476XY0 is divisible by both 3 & 11. The non-zero digits in the hundred's and ten's places are respectively.

To determine the non-zero digits in the hundred's and ten's places of the number 476XY0, we need to find the values of X and Y that make the number divisible by both 3 and 11.

Step 1: Divisibility by 3 A number is divisible by 3 if the sum of its digits is divisible by 3. In this case, the sum of the digits is 4 + 7 + 6 + X + Y + 0 = 17 + X + Y. For the number to be divisible by 3, the sum of the digits must be divisible by 3. Therefore, we have the equation 17 + X + Y ≡ 0 (mod 3).

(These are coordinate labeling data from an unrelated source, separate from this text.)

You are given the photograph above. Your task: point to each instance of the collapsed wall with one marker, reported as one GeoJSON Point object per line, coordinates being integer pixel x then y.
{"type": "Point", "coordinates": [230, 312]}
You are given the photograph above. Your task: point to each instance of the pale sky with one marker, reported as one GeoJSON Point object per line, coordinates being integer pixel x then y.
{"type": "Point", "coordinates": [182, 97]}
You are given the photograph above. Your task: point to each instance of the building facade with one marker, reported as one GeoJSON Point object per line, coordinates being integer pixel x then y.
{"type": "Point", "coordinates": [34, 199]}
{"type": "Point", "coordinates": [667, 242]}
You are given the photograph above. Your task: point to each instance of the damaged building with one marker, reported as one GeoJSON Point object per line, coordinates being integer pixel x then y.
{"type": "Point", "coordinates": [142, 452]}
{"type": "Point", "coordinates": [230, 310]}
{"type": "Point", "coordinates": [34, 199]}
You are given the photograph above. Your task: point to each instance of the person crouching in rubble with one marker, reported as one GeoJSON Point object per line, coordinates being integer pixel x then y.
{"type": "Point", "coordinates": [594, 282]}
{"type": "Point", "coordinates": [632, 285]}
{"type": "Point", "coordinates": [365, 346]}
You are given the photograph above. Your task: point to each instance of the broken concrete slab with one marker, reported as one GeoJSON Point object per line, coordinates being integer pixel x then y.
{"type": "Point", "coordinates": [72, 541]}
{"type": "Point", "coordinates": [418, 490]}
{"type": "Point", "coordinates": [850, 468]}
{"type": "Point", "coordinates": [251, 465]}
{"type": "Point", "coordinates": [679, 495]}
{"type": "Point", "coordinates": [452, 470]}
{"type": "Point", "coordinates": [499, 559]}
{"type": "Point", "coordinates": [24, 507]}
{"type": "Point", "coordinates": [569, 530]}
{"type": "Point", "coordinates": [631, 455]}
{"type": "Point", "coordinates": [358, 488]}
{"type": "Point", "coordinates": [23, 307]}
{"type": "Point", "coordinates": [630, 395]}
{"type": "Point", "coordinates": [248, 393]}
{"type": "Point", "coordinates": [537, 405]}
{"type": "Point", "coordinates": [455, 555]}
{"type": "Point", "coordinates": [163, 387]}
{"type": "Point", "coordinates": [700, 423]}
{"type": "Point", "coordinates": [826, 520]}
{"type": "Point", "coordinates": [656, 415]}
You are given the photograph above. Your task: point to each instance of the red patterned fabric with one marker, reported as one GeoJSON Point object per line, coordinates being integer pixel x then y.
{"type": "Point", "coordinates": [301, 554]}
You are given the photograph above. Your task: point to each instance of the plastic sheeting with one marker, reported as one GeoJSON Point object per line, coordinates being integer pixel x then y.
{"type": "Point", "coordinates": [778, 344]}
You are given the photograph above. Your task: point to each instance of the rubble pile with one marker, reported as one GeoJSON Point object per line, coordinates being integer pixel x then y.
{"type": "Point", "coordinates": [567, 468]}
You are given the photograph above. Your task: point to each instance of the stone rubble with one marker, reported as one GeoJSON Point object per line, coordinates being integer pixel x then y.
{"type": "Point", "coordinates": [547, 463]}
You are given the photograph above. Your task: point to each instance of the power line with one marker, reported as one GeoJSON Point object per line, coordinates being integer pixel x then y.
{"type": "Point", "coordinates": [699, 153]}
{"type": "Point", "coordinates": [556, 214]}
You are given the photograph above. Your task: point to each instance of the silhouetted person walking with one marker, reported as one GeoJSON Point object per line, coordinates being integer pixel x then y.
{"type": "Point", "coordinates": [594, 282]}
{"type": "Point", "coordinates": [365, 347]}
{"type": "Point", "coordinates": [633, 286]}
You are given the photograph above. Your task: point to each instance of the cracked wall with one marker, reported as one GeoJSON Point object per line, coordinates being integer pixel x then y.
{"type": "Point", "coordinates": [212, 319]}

Step 2: Divisibility by 11 A number is divisible by 11 if the difference between the sum of the digits in odd positions and the sum of the digits in even positions is divisible by 11. In this case, the sum of the digits in odd positions is 4 + 6 + Y = 10 + Y, and the sum of the digits in even positions is 7 + X + 0 = 7 + X. For the number to be divisible by 11, the difference between these two sums must be divisible by 11. Therefore, we have the equation (10 + Y) - (7 + X) ≡ 0 (mod 11).

Step 3: Solving the equations To find the values of X and Y that satisfy both equations, we can try different values and check if they satisfy both equations simultaneously.

Let's start with X = 1 and Y = 2: 17 + 1 + 2 ≡ 0 (mod 3) => 20 ≡ 0 (mod 3) (not divisible by 3) (10 + 2) - (7 + 1) ≡ 0 (mod 11) => 4 ≡ 0 (mod 11) (not divisible by 11)

Let's try another set of values, X = 2 and Y = 1: 17 + 2 + 1 ≡ 0 (mod 3) => 20 ≡ 0 (mod 3) (not divisible by 3) (10 + 1) - (7 + 2) ≡ 0 (mod 11) => 2 ≡ 0 (mod 11) (not divisible by 11)

We can continue trying different values of X and Y until we find a combination that satisfies both equations.